Tel Aviv’in radarına bu kez Yemen girdi. Kızıldeniz'deki saldırılar, Gazze'ye verilen destek ve İran'la kurulan temaslar, Yemen’i İsrail için yeni bir güvenlik cephesi hâline getiriyor. Tel Aviv, dijital savaş, ajan ağları ve psikolojik operasyonlar gibi çok katmanlı yöntemlerle bu yeni cephede hazırlıklarını sürdürüyor.

YDH- El-Hanedek gazetesine göre, İsrail ile İran arasında 12 gün süren açık çatışmanın ardından cepheler şimdilik susarken, Tel Aviv yönetimi bölgedeki tehdit algılarını yeniden şekillendirmeye başladı ve stratejik bir yön değişikliğine gidiyor.
İsrail'in buu yeni güvenlik okumalarının merkezine ise son dönemde bölgesel ağırlığını artıran Yemen oturdu.
Kızıldeniz ve Aden Körfezi hattında yükselen Yemen faktörü, İsrail’in güvenlik radarında artık göz ardı edilemeyecek bir boyuta ulaşırken Sanaa yönetiminin Gazze’ye verdiği açık destek, İsrail bağlantılı gemilere yönelik saldırılar ve Amerikan destroyerlerinin hedef alınması, Tel Aviv’de Yemen’e ilişkin güvenlik hesaplarının yeniden yazılmasına neden oldu.

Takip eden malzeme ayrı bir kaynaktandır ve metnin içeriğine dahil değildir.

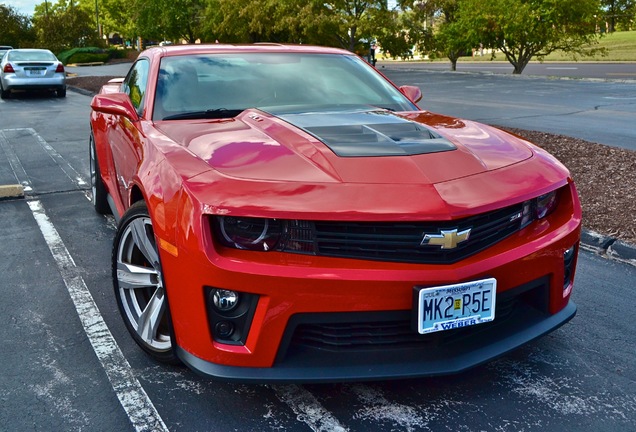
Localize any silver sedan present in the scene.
[0,49,66,99]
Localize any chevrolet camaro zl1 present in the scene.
[89,44,581,382]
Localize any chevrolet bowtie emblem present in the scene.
[420,228,471,249]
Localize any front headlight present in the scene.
[215,216,281,251]
[521,191,559,228]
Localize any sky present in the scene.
[0,0,39,16]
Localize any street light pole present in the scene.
[95,0,102,39]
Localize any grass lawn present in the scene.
[439,31,636,62]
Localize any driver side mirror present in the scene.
[400,86,422,103]
[91,93,139,121]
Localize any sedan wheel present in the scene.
[113,202,177,363]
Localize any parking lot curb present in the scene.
[0,184,24,200]
[581,230,636,266]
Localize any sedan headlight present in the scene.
[215,216,281,251]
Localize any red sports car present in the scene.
[90,44,581,382]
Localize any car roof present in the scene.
[142,43,353,57]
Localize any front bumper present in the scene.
[177,301,576,382]
[161,193,581,382]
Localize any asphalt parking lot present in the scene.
[0,66,636,432]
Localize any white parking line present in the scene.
[28,200,168,432]
[7,128,168,432]
[271,384,349,432]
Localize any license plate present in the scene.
[415,278,497,334]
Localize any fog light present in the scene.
[214,321,234,339]
[213,289,239,312]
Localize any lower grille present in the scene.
[278,278,549,360]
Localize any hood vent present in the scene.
[280,111,456,157]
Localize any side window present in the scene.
[121,59,150,115]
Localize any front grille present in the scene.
[292,297,518,351]
[287,204,523,264]
[277,277,550,362]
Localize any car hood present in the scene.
[155,110,569,221]
[157,110,532,185]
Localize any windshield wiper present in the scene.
[162,108,244,120]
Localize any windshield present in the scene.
[153,53,417,120]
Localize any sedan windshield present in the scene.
[153,53,417,120]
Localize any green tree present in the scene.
[33,0,102,53]
[205,0,393,51]
[458,0,600,74]
[133,0,208,43]
[601,0,636,33]
[0,3,34,48]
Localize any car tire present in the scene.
[88,133,112,214]
[112,201,179,364]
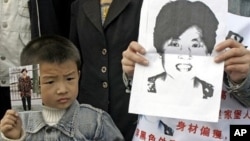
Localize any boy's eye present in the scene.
[67,77,74,81]
[44,81,54,84]
[168,40,180,47]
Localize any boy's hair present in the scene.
[20,35,81,70]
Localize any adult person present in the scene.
[0,0,74,119]
[70,0,142,141]
[121,1,250,141]
[0,0,31,119]
[0,36,124,141]
[18,68,32,111]
[148,1,219,99]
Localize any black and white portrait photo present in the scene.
[130,0,227,121]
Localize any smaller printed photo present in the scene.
[9,64,42,112]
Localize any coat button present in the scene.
[102,82,108,88]
[0,56,6,60]
[102,48,107,55]
[2,22,8,28]
[101,66,107,73]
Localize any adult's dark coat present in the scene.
[70,0,142,141]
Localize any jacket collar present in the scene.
[82,0,131,31]
[26,101,79,137]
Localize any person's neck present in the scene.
[42,106,66,126]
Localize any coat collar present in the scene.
[83,0,131,31]
[25,101,80,137]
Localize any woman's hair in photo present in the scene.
[154,0,219,54]
[21,68,28,73]
[20,35,81,70]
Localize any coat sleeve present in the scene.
[224,73,250,107]
[100,112,125,141]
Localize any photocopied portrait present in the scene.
[9,64,42,112]
[129,0,227,122]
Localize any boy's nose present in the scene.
[179,47,192,60]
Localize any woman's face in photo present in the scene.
[164,26,207,77]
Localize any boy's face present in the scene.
[40,61,79,109]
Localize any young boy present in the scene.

ABD ile varılan gayriresmî uzlaşı sonrası Amerikan gemilerine yönelik saldırılar azalsa da, İsrail bağlantılı gemilere yönelik eylemler devam etti. Son olarak Yemen, İran’a destek beyanında bulunarak bölgedeki pozisyonunu netleştirdi.
İran, Lübnan ve Irak’la yürütülen koordinasyonun Yemen’i de kapsayacak biçimde genişlemesi gündemde. Silah üretimi ve kullanımının ötesinde, istihbarat ve güvenlik paylaşımının artması, bölgesel cephede İsrail’e karşı ortak deneyim havuzunu büyütüyor.
Bu gelişmeler ışığında Tel Aviv, Yemen’i artık doğrudan bir güvenlik aktörü olarak değerlendiriyor.
İsrail’in bu yeni değerlendirmesi yalnız değil. Washington da Kızıldeniz’deki çıkarlarını korumak ve Çin’in bölgeye uzanabilecek İpek Yolu girişimlerini sekteye uğratmak adına Yemen’i sınırlamak istiyor. Bu durum, iki ülke arasında geleneksel savaşın dışına taşan “gri alanlarda” istihbarat iş birliğini gündeme taşıyor.
İsrail’in Yemen’e yönelik izleyeceği strateji, geçmişte Lübnan, Gazze ve Suriye’de devreye soktuğu araçların benzerleri olacak. Sahadaki kırılgan dijital altyapı, İsrail'in siber yeteneklerine açık kapı bırakıyor.
NSO Group, Cellebrite ve Verint gibi şirketler aracılığıyla casus yazılımların yaygınlaştırılması, iletişim ağlarının sızılması ve GPS tabanlı takip sistemlerinin devreye sokulması gündemde.
İsrail ayrıca, insani yardım, kültürel ya da eğitim faaliyetleri yürüten sivil toplum kuruluşları aracılığıyla bilgi toplama faaliyetlerini örtülü şekilde sürdürebilir.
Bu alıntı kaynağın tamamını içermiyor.